Tuesday, May 16, 2017

                  WHAT IF?

     You know that voice in your head that whispers, “What if. . . ?” I hate that voice. That voice has no face because if it did, it knows I’d smack it to shut it up. That “What if. . . ?” haunts, incites fear, creates worry and stress and basically just pisses me off. So what to do about it? How do we get rid of it? I suppose it’s a child’s voice. If so, maybe it’s one that doesn’t have the ability to sort through issues logically and with experience. Maybe it’s the innocence and ignorance of one who hasn’t endured enough good and bad to realize that there will always be good and bad, and we will celebrate the former and survive the latter.

     I know one thing. The middle-of-the-night “What ifs?” are the worst. For me, if they wake me up, I get up. No lying in bed tossing and turning for me. It is best for me to haul my butt out of the nest, pour myself a cup-a-Joe and get down to some serious analysis and list-making. Yup. That’s what I do at 3:12 a.m. or 4:09 a.m or, heaven forbid, 1:38 a.m. 

     How many of the “What ifs” in our lives never happen. We waste all that time, energy and lack of sleep worrying about stuff that never occurs. I sometimes wonder if somewhere in my pathetic psyche, there’s a voice that says, “If you worry enough about this, it won’t happen.” Then when it doesn’t happen, it’s a reenforcement of this feckless thinking. 

     There are serious “What if?s” and frivolous ones. The former somehow seem more justifiable. We know the silly ones like “What if the bill doesn’t get there in time?” or “What if her plane got delayed?” are the most pointless. Like we think we can control the postal service or the airlines. Sure we can.

      So what can we do to avoid falling into this self-defeating thought pattern? If I knew this, I wouldn’t be sitting here at 4:39 having my breakfast wondering “if” I can wait 9 hours until lunch time. If not, what will that do to my diet? omg. And who’s the fool who told you to simply “Stop worrying?” 

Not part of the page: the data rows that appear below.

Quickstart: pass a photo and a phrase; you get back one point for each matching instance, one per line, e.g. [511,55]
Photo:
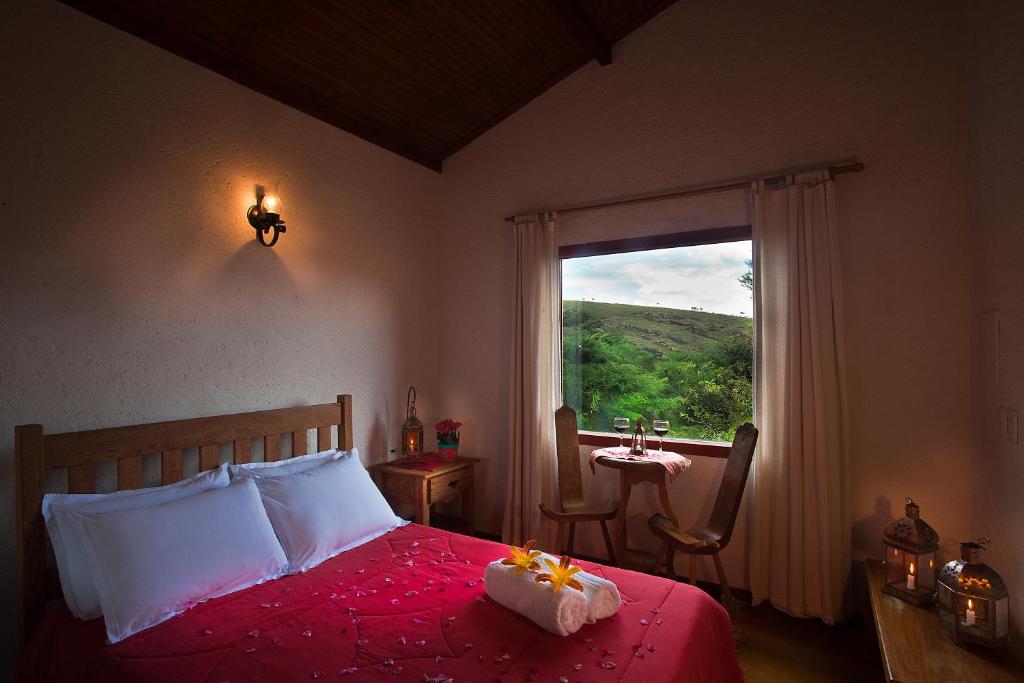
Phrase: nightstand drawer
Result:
[399,488]
[446,486]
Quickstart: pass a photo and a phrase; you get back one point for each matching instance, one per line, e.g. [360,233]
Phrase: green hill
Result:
[652,328]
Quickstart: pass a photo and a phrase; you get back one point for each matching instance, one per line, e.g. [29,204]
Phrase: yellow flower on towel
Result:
[560,574]
[524,559]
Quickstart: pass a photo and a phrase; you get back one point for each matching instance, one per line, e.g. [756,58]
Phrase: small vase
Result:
[448,452]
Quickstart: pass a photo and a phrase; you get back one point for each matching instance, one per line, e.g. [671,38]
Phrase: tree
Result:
[747,280]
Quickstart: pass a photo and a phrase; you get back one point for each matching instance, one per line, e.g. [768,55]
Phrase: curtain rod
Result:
[855,167]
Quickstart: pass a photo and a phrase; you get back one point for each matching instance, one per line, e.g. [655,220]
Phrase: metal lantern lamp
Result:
[638,446]
[973,603]
[910,546]
[412,429]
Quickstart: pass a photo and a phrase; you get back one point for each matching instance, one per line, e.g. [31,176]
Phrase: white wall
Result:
[131,286]
[709,91]
[997,208]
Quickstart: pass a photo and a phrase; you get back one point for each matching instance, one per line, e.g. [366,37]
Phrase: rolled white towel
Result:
[560,612]
[602,596]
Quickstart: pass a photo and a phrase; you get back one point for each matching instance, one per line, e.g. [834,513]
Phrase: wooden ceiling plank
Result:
[243,75]
[583,27]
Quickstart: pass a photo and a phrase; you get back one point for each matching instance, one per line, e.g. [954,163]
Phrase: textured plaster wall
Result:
[997,211]
[710,91]
[131,287]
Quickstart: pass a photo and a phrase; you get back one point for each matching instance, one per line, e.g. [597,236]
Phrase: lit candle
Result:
[971,616]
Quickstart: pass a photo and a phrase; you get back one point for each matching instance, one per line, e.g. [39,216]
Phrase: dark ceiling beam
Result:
[307,101]
[579,20]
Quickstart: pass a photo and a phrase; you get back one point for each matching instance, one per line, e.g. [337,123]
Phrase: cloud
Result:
[704,276]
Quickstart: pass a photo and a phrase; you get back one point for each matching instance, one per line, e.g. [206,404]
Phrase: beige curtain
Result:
[800,544]
[536,381]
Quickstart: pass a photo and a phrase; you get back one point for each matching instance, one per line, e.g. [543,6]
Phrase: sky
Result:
[705,276]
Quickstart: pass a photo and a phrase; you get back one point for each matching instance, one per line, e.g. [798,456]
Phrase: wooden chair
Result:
[715,537]
[570,486]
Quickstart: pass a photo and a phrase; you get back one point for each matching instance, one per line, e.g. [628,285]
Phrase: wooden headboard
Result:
[78,454]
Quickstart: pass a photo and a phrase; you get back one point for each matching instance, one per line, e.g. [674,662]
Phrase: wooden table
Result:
[632,472]
[915,649]
[424,487]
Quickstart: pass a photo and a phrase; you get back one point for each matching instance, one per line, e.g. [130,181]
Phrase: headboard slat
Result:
[345,424]
[171,469]
[130,473]
[271,447]
[38,453]
[300,442]
[31,541]
[241,453]
[82,478]
[209,457]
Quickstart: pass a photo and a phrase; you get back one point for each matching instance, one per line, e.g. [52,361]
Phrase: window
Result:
[660,329]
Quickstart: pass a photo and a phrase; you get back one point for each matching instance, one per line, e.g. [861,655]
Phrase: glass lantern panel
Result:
[926,571]
[895,567]
[1001,616]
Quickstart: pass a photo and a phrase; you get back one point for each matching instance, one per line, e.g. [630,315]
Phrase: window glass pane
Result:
[660,335]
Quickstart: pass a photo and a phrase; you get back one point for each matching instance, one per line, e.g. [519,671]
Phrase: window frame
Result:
[651,243]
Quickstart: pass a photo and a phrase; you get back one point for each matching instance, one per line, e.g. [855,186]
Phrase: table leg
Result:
[423,504]
[467,508]
[663,495]
[625,488]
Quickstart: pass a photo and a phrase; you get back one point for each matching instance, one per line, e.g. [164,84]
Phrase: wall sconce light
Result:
[265,216]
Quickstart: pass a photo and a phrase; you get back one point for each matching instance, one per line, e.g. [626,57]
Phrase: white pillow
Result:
[153,563]
[324,511]
[67,538]
[290,466]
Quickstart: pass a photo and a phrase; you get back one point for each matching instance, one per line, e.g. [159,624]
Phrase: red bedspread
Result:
[409,606]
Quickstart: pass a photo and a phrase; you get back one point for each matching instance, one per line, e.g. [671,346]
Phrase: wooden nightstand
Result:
[424,487]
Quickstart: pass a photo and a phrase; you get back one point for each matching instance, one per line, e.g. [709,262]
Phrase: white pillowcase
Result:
[324,511]
[153,563]
[282,467]
[69,539]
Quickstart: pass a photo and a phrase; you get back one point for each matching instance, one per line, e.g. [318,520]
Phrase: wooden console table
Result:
[424,487]
[915,649]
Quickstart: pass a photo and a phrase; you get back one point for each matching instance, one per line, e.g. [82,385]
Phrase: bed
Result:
[409,605]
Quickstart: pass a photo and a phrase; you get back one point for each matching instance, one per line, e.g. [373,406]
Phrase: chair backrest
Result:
[569,471]
[723,517]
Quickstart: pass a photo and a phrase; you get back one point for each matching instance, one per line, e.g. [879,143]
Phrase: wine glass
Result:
[622,424]
[660,428]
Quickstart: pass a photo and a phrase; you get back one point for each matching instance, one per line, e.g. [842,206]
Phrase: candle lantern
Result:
[638,446]
[412,429]
[910,546]
[973,603]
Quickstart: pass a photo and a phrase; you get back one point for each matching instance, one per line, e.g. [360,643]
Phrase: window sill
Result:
[682,446]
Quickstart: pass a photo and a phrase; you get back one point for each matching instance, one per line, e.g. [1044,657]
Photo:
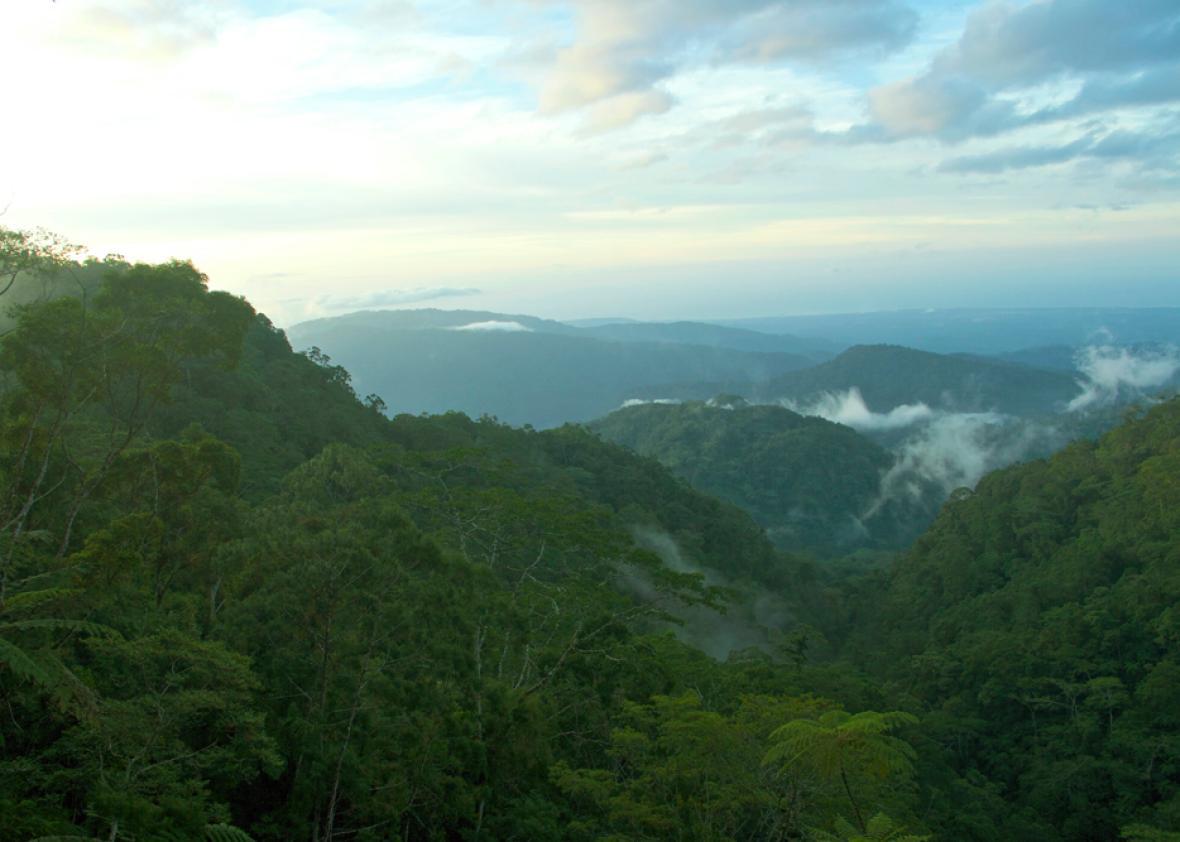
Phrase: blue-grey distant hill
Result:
[517,368]
[715,336]
[889,376]
[981,330]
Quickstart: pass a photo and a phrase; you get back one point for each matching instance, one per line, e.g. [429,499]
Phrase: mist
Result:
[1118,374]
[850,409]
[955,451]
[749,618]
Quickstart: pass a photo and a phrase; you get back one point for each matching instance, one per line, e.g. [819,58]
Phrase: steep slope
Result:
[808,481]
[1036,623]
[519,376]
[889,376]
[981,330]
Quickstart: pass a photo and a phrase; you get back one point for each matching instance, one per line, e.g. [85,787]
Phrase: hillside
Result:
[995,330]
[238,603]
[1036,625]
[714,336]
[889,376]
[519,376]
[806,480]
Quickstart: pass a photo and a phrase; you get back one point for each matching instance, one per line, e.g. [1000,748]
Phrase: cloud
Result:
[642,402]
[625,48]
[955,451]
[1118,56]
[495,326]
[1112,374]
[152,30]
[850,408]
[392,297]
[1148,149]
[1005,44]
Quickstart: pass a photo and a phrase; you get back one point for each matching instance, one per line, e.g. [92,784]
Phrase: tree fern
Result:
[839,744]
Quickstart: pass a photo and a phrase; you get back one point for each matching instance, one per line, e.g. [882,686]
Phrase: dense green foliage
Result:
[806,480]
[1036,623]
[237,603]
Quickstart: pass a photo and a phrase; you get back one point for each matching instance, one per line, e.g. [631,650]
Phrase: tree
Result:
[849,748]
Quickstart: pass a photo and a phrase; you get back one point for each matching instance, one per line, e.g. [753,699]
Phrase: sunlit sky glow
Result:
[648,158]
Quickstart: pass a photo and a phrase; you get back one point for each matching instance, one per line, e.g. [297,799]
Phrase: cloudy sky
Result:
[649,158]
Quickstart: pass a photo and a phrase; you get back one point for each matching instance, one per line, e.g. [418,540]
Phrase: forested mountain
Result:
[238,603]
[1035,625]
[889,376]
[714,336]
[810,482]
[513,369]
[981,330]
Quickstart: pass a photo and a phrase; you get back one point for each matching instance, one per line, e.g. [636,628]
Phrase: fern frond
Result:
[31,599]
[57,624]
[23,664]
[225,833]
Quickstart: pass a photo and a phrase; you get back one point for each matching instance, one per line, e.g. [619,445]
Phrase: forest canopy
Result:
[237,602]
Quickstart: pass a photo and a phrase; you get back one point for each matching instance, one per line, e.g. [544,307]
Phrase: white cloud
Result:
[1112,374]
[495,327]
[850,408]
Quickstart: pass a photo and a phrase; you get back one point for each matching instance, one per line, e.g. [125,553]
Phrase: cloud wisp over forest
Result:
[710,159]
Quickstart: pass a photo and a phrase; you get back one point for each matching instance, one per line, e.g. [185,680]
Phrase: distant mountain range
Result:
[806,480]
[979,330]
[520,369]
[889,376]
[529,370]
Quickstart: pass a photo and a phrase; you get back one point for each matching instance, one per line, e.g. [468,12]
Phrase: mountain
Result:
[1035,626]
[806,480]
[430,318]
[889,376]
[981,330]
[714,336]
[530,373]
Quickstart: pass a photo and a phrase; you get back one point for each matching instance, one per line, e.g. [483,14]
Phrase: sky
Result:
[582,158]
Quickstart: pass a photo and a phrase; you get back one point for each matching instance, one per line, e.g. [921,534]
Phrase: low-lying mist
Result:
[938,451]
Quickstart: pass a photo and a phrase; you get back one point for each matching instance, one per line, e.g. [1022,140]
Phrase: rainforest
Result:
[237,600]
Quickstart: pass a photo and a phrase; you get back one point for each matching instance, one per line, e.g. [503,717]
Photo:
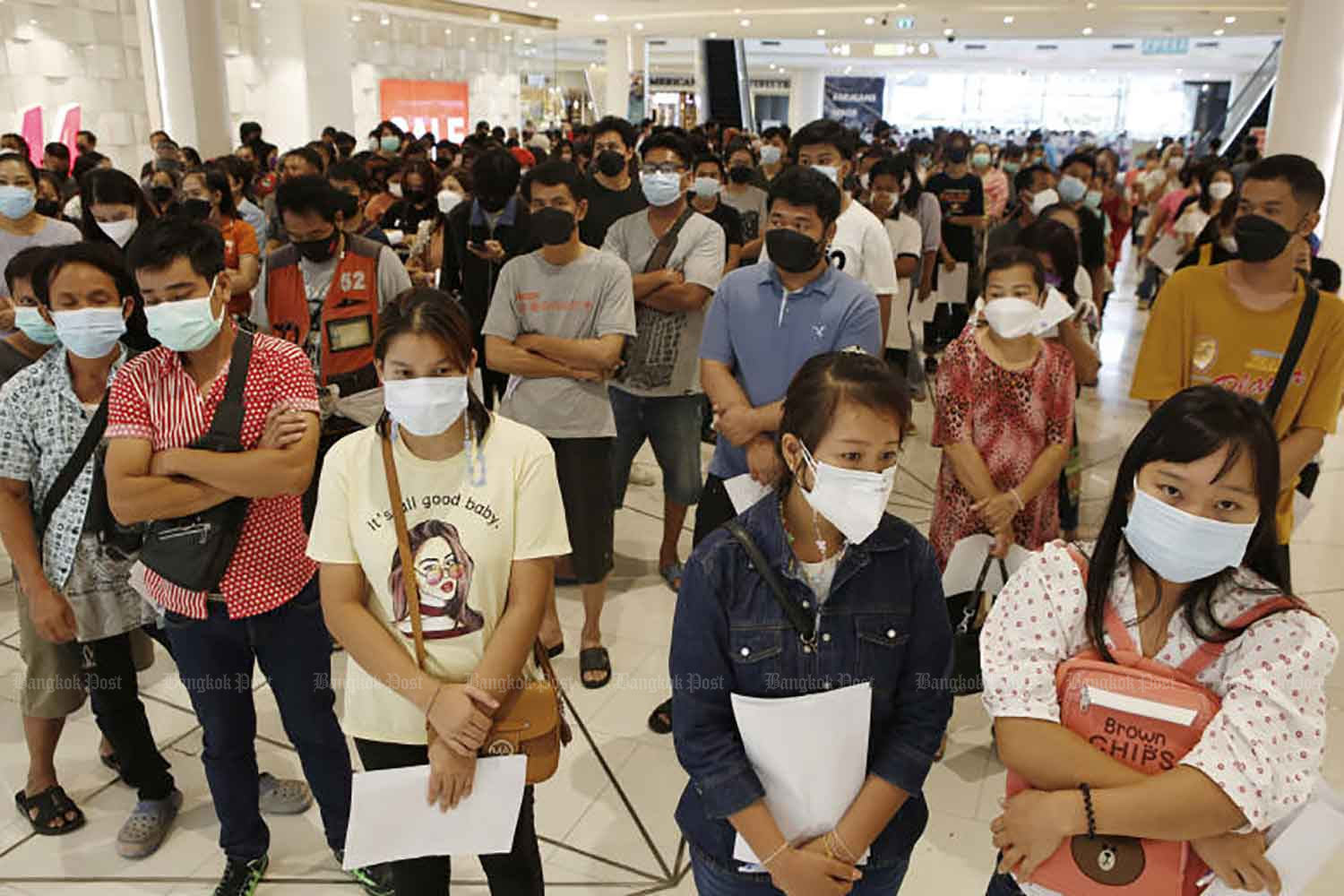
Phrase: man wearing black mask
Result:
[1231,324]
[480,238]
[338,281]
[612,193]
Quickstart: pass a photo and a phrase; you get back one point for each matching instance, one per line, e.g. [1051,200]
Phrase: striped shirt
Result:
[156,401]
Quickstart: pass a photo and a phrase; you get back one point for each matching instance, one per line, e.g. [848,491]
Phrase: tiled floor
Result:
[591,842]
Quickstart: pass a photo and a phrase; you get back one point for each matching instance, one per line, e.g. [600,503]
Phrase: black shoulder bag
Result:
[194,551]
[803,622]
[1293,354]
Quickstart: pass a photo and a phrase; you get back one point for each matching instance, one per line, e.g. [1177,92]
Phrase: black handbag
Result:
[967,611]
[194,551]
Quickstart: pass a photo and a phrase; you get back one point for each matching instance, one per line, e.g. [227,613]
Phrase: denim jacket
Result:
[883,622]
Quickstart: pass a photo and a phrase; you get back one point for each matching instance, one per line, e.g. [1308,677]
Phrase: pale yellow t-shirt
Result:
[464,538]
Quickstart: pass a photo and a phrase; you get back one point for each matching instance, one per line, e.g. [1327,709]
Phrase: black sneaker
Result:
[241,877]
[376,880]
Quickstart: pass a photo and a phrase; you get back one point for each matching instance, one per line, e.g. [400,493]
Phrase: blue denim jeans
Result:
[712,879]
[215,659]
[674,426]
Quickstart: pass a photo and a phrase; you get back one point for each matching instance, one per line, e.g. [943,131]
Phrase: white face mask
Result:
[425,406]
[852,500]
[1182,547]
[118,231]
[90,332]
[1011,317]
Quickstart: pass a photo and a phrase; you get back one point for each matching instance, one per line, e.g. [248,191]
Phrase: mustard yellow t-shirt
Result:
[464,538]
[1201,333]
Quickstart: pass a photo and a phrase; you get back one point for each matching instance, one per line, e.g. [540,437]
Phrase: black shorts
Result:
[583,468]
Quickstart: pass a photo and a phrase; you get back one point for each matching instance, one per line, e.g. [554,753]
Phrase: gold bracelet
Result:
[774,855]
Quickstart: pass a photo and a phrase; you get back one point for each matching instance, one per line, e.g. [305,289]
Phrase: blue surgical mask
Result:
[661,188]
[1182,547]
[16,202]
[1072,190]
[185,324]
[90,332]
[34,325]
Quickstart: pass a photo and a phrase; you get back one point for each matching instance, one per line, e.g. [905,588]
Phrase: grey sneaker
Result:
[148,825]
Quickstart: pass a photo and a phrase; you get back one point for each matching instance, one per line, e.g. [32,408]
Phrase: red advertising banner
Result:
[438,107]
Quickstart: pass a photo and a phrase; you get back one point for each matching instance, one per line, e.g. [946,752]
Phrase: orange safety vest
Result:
[349,317]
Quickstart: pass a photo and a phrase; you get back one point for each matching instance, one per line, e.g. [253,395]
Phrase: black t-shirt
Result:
[959,196]
[607,207]
[730,220]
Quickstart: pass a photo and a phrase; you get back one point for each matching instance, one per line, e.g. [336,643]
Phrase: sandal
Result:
[282,796]
[53,805]
[672,573]
[147,826]
[594,659]
[660,720]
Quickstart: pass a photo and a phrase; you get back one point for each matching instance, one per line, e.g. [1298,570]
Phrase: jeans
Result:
[712,879]
[513,874]
[215,662]
[115,694]
[674,426]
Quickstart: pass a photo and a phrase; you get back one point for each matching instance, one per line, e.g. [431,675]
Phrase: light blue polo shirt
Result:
[766,338]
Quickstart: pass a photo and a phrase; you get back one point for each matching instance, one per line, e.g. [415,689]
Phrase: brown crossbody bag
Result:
[530,720]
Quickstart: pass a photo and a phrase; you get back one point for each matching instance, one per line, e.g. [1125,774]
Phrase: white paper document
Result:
[811,755]
[390,820]
[745,492]
[967,559]
[1301,844]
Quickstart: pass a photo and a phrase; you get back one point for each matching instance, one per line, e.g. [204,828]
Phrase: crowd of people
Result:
[218,373]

     Here is my very short list of what I do when the worry takes over:

  1. Distract the mind
  2. Work out
  3. Eat
  4. Listen to music
  5. Write a letter to myself asking myself why I’m so stupid

     Now none of these will stop the “What Ifs;” they will just help you ignore them so you can function. I’ve been up for almost two hours, and I can honestly tell you not one of these is working for me. The good news, however, is that I’ve enjoyed some nice music, gotten my mind off my worries by writing this blog, and had a yummy breakfast. I can’t bring myself to write the letter, as I’m afraid I’ll get so depressed, I’ll start worrying. 

     What if you read this, and you start wondering about my mental health? Not to worry. Just go get yourself a cup-a-Joe, and remind yourself how lucky you are that you got to sleep longer than me. Have a great day.

P.S. I was searching for famous quotes about “what ifs,” and I made an important discovery. Every writer has some version of a “What if” in her head before putting pen to her plot. Every inventor asks this question before he creates something new. Every director, every photographer, every artist, every composer begins with a “What if.” So maybe if we reframe the “what if” to be a “and then, just think. . . ,” we will not stress out but look at the “what if” as an opportunity to create, solve a problem, or give the world something beautiful to ponder. Hmm.